Credit: Courtesy of Liquor.com

Product: Sorel Hibiscus Liqueur

You won’t find Jack Summers’ product anywhere else—because he’s the only one making it in the world. Summers produces Sorel, a dark garnet liqueur that’s based on a 400-year-old recipe inherited from his grandparents. Sorrel tea is a spiced herbal beverage made from dried hibiscus flowers, and a common drink in the Caribbean. Summers had been brewing the tart tea at home for nearly 20 years before being inspired to share his ancestral tradition in 2012. Now the only alcoholic version on the market, Sorel has garnered wide critical acclaim thanks to a special brew of Moroccan hibiscus, Nigerian ginger, Indonesian nutmeg and Brazilian clove.As a native New Yorker, the choice to launch his distillery in Brooklyn was natural for Summers.
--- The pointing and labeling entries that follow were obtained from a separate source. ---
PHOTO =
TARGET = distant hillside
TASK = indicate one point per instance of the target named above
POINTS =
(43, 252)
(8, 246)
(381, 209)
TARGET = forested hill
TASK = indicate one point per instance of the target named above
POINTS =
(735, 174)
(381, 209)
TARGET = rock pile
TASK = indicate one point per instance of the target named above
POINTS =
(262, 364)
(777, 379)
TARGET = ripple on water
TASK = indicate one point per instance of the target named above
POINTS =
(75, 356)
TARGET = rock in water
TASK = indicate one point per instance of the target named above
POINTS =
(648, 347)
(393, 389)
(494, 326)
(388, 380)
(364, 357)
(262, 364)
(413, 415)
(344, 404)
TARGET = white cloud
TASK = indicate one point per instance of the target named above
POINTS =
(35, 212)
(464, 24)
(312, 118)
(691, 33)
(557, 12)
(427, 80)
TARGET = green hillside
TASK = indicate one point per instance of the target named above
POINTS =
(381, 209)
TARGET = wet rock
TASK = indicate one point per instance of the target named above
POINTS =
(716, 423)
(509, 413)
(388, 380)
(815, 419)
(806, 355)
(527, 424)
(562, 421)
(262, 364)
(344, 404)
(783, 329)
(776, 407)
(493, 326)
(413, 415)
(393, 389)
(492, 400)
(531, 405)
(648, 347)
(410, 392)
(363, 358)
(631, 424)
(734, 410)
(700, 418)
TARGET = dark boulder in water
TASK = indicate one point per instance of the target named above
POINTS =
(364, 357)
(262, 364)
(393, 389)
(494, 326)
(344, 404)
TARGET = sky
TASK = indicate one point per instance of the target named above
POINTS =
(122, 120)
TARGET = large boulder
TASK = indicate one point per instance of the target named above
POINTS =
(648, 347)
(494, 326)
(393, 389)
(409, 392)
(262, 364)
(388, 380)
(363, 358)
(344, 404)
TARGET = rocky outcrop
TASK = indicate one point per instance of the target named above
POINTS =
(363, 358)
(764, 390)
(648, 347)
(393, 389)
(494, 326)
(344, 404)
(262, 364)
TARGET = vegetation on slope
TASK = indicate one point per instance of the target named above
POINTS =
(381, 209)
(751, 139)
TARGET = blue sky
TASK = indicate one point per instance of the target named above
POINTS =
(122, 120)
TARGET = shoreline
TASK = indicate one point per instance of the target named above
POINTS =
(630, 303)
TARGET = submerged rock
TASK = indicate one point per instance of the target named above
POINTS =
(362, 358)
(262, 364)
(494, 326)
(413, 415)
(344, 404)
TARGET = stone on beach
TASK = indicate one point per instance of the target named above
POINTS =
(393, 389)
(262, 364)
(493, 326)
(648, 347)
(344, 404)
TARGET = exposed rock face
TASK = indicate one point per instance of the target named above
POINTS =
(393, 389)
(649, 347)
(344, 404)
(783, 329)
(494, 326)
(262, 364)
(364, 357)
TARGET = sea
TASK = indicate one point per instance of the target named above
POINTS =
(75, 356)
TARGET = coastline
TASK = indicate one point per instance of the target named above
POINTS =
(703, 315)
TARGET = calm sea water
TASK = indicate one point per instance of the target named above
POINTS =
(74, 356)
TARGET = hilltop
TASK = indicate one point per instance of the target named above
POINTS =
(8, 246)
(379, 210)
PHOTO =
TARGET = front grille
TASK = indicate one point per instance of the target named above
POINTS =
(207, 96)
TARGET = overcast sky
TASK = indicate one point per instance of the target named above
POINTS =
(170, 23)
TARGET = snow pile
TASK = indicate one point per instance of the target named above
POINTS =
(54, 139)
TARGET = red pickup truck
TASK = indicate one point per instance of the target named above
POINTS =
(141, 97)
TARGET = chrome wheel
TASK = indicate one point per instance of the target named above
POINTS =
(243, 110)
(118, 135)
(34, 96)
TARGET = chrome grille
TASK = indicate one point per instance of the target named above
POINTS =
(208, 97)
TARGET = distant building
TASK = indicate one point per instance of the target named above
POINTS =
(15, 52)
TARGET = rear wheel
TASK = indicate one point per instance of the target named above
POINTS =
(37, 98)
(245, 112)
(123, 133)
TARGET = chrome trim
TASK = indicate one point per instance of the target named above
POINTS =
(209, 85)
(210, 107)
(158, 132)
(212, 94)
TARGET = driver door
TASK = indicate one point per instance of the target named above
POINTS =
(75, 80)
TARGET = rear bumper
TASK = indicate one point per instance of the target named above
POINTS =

Faced with major obstacles including destruction from Hurricane Sandy, he’s managed to overcome significant setbacks and produce a one-of-a-kind product that’s both a tribute to his heritage and the long tradition of Brooklyn craft-making. Get a taste of his fragrant Sorel and tour the Red Hook facility on Saturdays from noon to 5 p.m. You’ll start to smell the heady blend of spices from a few blocks away.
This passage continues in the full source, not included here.